HATCH (Birds on a Wire Dance Theatre): Fringe review
Photo credit: Plate 3 Photography

An exciting new company with a promising future, Birds on a Wire Dance Theatre presents a mini-festival of six short world-premiere performances in HATCH. Led by Artistic Director Melissa Rodis, and featuring over thirty emerging dancers, choreographers, and designers, the talented collective (one male, the rest female; some company members, others outside collaborators) explores the lives and concerns of its own Millennial Generation through the latest trends in contemporary dance.

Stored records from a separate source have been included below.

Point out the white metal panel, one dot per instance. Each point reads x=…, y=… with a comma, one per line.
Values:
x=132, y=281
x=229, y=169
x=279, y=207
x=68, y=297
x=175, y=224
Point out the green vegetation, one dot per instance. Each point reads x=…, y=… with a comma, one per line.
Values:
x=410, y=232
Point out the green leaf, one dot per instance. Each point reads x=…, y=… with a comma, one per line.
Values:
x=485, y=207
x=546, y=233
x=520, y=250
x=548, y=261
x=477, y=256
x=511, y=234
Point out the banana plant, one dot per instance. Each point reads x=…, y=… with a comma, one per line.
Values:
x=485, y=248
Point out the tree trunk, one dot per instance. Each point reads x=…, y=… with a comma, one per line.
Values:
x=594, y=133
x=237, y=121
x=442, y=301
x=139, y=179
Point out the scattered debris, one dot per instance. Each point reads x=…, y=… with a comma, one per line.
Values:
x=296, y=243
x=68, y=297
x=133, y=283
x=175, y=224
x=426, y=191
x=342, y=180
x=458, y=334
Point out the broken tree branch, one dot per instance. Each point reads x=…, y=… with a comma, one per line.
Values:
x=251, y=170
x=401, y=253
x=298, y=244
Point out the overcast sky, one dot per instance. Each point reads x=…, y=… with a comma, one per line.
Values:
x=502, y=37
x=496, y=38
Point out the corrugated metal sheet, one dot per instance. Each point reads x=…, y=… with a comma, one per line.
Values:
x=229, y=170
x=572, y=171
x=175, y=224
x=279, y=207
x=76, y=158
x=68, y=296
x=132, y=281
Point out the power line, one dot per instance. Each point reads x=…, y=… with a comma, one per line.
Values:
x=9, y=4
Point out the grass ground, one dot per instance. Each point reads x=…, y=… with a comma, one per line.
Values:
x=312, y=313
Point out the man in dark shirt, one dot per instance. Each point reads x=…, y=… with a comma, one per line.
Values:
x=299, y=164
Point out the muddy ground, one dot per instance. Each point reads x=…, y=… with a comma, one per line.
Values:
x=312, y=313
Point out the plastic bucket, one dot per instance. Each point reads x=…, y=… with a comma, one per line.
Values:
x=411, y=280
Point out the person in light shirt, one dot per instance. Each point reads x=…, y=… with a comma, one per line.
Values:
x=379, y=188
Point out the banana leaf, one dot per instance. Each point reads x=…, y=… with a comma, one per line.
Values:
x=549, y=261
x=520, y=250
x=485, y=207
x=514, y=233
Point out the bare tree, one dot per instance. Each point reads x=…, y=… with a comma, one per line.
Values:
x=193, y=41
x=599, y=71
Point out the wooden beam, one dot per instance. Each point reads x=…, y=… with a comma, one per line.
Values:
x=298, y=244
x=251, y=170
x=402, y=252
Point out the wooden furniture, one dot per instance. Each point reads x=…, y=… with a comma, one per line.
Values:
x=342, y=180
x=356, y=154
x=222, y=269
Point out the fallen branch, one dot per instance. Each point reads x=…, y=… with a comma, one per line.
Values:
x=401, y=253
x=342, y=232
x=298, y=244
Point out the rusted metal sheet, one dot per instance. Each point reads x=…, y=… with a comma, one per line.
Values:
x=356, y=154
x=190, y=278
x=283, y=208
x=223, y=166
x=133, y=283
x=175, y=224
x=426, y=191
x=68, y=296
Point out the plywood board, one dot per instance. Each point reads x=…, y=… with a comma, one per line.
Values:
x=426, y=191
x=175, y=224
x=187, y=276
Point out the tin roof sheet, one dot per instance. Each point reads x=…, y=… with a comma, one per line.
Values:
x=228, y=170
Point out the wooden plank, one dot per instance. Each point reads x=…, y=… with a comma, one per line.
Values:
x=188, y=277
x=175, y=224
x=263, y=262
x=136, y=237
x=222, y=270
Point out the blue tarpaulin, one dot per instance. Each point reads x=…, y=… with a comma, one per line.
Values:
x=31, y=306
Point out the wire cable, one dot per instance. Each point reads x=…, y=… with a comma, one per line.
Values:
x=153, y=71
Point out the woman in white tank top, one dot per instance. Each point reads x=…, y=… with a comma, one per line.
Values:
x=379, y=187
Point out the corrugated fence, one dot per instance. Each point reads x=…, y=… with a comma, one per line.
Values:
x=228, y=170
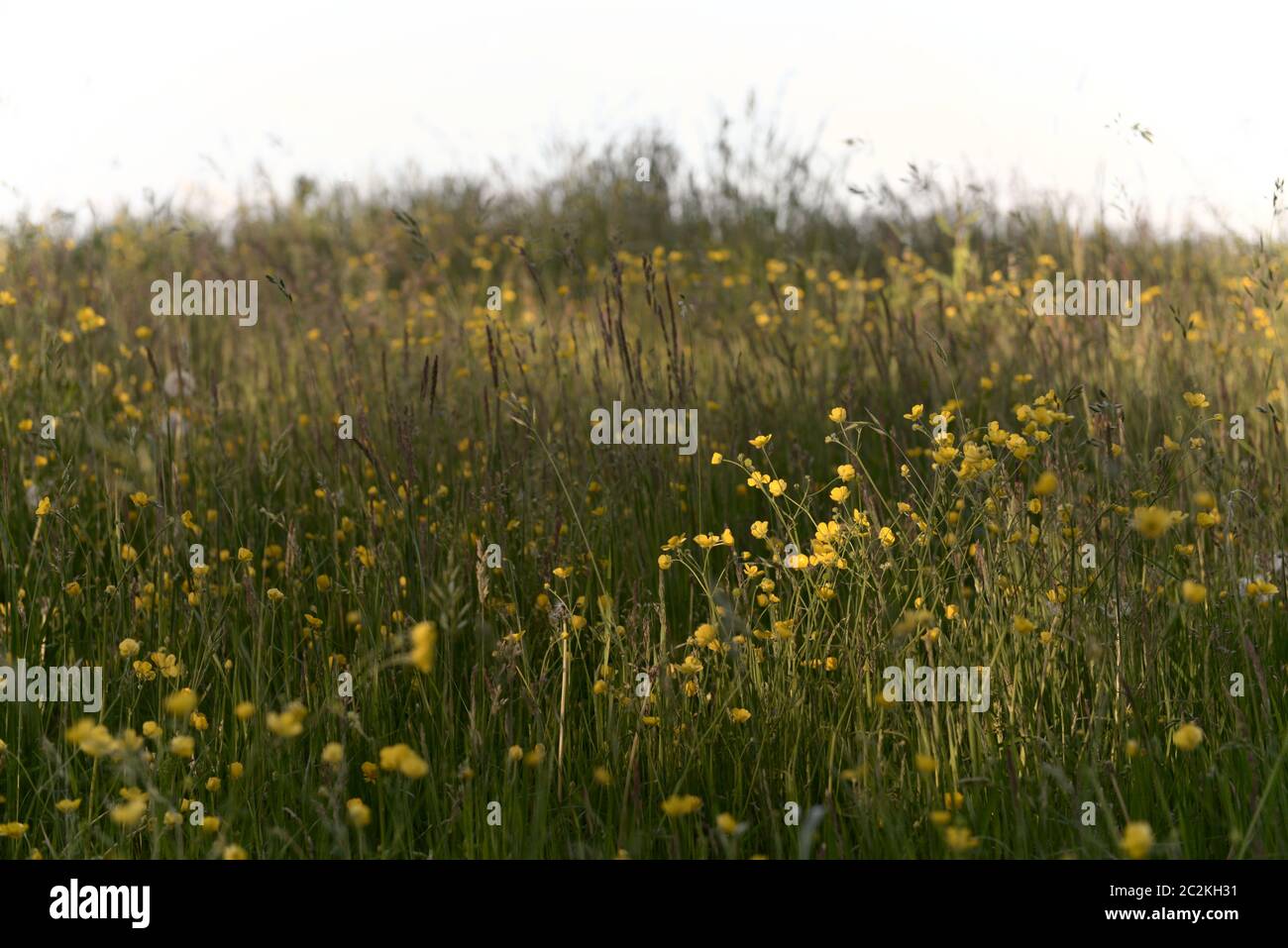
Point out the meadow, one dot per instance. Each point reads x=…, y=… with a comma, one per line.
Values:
x=468, y=631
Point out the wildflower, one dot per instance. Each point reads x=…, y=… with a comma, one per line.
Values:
x=678, y=805
x=360, y=814
x=180, y=703
x=424, y=639
x=1137, y=840
x=1188, y=737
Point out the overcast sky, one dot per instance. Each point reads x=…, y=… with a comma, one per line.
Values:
x=101, y=102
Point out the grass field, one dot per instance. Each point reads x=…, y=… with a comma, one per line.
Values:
x=342, y=670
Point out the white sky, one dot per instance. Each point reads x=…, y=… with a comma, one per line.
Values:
x=99, y=102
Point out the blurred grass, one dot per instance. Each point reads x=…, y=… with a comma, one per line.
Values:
x=472, y=428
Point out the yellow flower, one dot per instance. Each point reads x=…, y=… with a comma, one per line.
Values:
x=424, y=640
x=333, y=754
x=404, y=760
x=180, y=703
x=678, y=805
x=360, y=814
x=1188, y=737
x=1137, y=840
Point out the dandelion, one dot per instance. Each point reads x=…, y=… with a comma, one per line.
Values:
x=360, y=814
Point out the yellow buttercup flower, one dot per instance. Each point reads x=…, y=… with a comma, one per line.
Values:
x=1137, y=840
x=1188, y=737
x=682, y=805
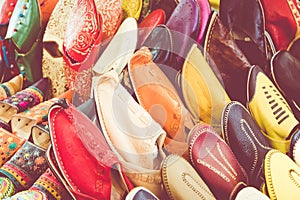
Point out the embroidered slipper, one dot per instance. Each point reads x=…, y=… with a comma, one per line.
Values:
x=167, y=5
x=246, y=140
x=140, y=193
x=270, y=110
x=84, y=145
x=81, y=46
x=25, y=166
x=40, y=135
x=22, y=123
x=24, y=99
x=158, y=96
x=216, y=163
x=250, y=193
x=52, y=60
x=203, y=93
x=111, y=14
x=7, y=188
x=282, y=176
x=132, y=8
x=181, y=181
x=146, y=26
x=6, y=10
x=247, y=23
x=136, y=139
x=119, y=50
x=10, y=143
x=285, y=70
x=294, y=152
x=23, y=37
x=11, y=87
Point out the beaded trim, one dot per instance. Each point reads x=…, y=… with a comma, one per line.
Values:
x=7, y=188
x=5, y=88
x=37, y=93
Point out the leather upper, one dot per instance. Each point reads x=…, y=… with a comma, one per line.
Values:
x=181, y=180
x=25, y=34
x=146, y=26
x=158, y=96
x=205, y=12
x=85, y=146
x=160, y=43
x=295, y=147
x=212, y=157
x=270, y=110
x=128, y=128
x=246, y=140
x=203, y=93
x=285, y=69
x=79, y=39
x=282, y=176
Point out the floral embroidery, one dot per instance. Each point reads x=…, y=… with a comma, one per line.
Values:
x=26, y=166
x=29, y=97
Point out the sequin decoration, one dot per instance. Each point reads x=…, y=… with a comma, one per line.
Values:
x=9, y=144
x=26, y=98
x=111, y=12
x=48, y=184
x=29, y=195
x=80, y=38
x=25, y=167
x=6, y=188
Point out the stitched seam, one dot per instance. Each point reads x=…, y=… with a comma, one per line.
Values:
x=165, y=178
x=183, y=175
x=226, y=161
x=104, y=127
x=296, y=146
x=65, y=174
x=292, y=178
x=270, y=187
x=210, y=36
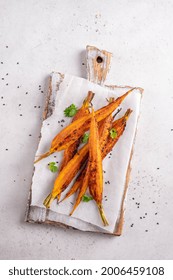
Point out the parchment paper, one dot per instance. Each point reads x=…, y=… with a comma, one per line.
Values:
x=65, y=91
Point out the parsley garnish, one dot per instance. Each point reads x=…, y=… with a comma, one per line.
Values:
x=70, y=111
x=52, y=167
x=85, y=138
x=86, y=198
x=113, y=133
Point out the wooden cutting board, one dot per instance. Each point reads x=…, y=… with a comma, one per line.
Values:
x=98, y=65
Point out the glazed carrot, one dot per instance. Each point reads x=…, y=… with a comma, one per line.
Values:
x=82, y=189
x=119, y=125
x=95, y=181
x=104, y=128
x=83, y=111
x=76, y=129
x=67, y=174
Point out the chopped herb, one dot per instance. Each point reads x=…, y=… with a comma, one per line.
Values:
x=70, y=111
x=52, y=167
x=87, y=198
x=85, y=138
x=113, y=133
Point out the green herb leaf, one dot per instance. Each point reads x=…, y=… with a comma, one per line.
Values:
x=70, y=111
x=52, y=167
x=85, y=138
x=113, y=133
x=86, y=198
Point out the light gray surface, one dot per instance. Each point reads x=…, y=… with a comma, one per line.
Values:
x=43, y=36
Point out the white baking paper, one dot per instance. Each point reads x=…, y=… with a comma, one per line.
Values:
x=65, y=91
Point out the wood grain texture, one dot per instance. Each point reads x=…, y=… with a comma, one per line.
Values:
x=96, y=72
x=98, y=64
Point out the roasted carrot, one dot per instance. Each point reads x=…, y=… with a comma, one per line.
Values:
x=83, y=111
x=82, y=189
x=76, y=129
x=67, y=174
x=119, y=125
x=95, y=181
x=104, y=127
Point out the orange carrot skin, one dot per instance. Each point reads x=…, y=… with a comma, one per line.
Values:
x=119, y=125
x=69, y=171
x=95, y=162
x=76, y=129
x=82, y=190
x=83, y=111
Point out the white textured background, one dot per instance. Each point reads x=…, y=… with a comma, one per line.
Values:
x=37, y=37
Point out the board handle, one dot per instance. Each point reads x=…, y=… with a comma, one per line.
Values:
x=98, y=64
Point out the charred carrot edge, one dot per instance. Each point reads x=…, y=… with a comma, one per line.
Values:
x=95, y=181
x=83, y=111
x=82, y=190
x=104, y=127
x=67, y=174
x=119, y=125
x=75, y=130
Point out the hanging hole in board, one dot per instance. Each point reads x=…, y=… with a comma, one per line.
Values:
x=99, y=59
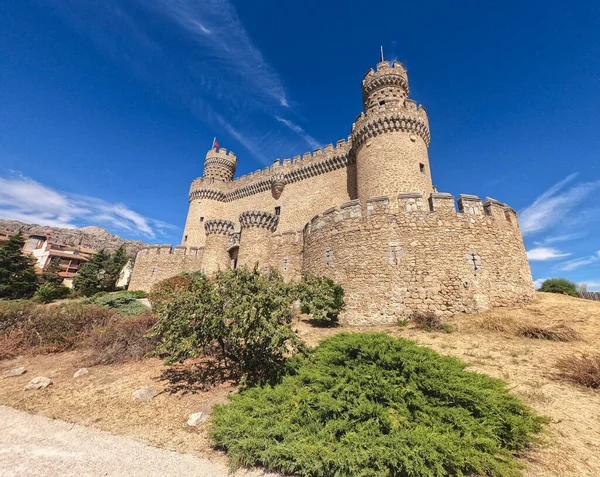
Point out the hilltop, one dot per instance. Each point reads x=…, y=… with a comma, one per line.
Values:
x=91, y=237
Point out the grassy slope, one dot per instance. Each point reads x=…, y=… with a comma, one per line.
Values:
x=104, y=398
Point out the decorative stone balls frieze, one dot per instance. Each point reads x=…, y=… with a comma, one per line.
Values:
x=203, y=193
x=218, y=226
x=384, y=76
x=367, y=127
x=234, y=240
x=259, y=218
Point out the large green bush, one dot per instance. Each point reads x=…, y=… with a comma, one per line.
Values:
x=124, y=302
x=371, y=405
x=560, y=285
x=241, y=317
x=321, y=297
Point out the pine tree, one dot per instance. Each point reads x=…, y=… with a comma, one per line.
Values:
x=101, y=272
x=89, y=280
x=17, y=274
x=50, y=274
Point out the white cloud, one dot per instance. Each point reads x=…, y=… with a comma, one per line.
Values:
x=579, y=262
x=555, y=205
x=26, y=200
x=297, y=129
x=545, y=253
x=591, y=286
x=215, y=26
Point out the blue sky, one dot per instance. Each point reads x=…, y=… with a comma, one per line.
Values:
x=107, y=107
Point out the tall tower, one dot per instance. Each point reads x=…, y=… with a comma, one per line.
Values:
x=391, y=137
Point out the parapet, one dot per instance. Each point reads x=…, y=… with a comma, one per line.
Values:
x=259, y=218
x=222, y=153
x=414, y=204
x=320, y=161
x=169, y=250
x=218, y=226
x=384, y=76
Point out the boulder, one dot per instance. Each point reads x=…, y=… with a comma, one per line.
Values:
x=81, y=372
x=143, y=394
x=197, y=418
x=38, y=383
x=16, y=372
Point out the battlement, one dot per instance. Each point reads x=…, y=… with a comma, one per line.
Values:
x=218, y=226
x=310, y=164
x=168, y=249
x=410, y=119
x=222, y=154
x=439, y=204
x=259, y=218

The conceptual mood pieces—part autobiographical, part imagined, all well conceived and beautifully danced—run the gamut of human emotions, capturing the bravado and happiness, the fears and anxieties, of a cross-section of young women in their twenties. Among the most poignant and ethereal of the works, “lost&Found” takes its inspiration from the writings of Anaïs Nin and Greek mythology. Choreographed by Jenna Frome (of WanderLustCollective) and performed with grace and commitment by Nicolle Barrett, Alisa Marie Renk, and Becca Weber, their personifications of isolation/depression, friendship/searching, and empowerment/positivity employ a luminous hoop and shiny silver bands to contrast an enlightened, affirmative attitude with a self-defeating dark state of mind. Rodis’s “Falling” (Public Spaces and Private Thoughts) is perhaps the most experimental and innovative of the six shorts, inserting spoken word into her dramatic piece for five dancers. Each work is accompanied by an evocative soundtrack and lighting (designed by Leigh A. Mumford) that enhance the expressiveness of the movement; collectively they convey the spirit of how it feels to be a woman facing the joys and challenges of adulthood. [The Performance Garage], September 20-21, 2013,  fringearts.ticketleap.com/hatch.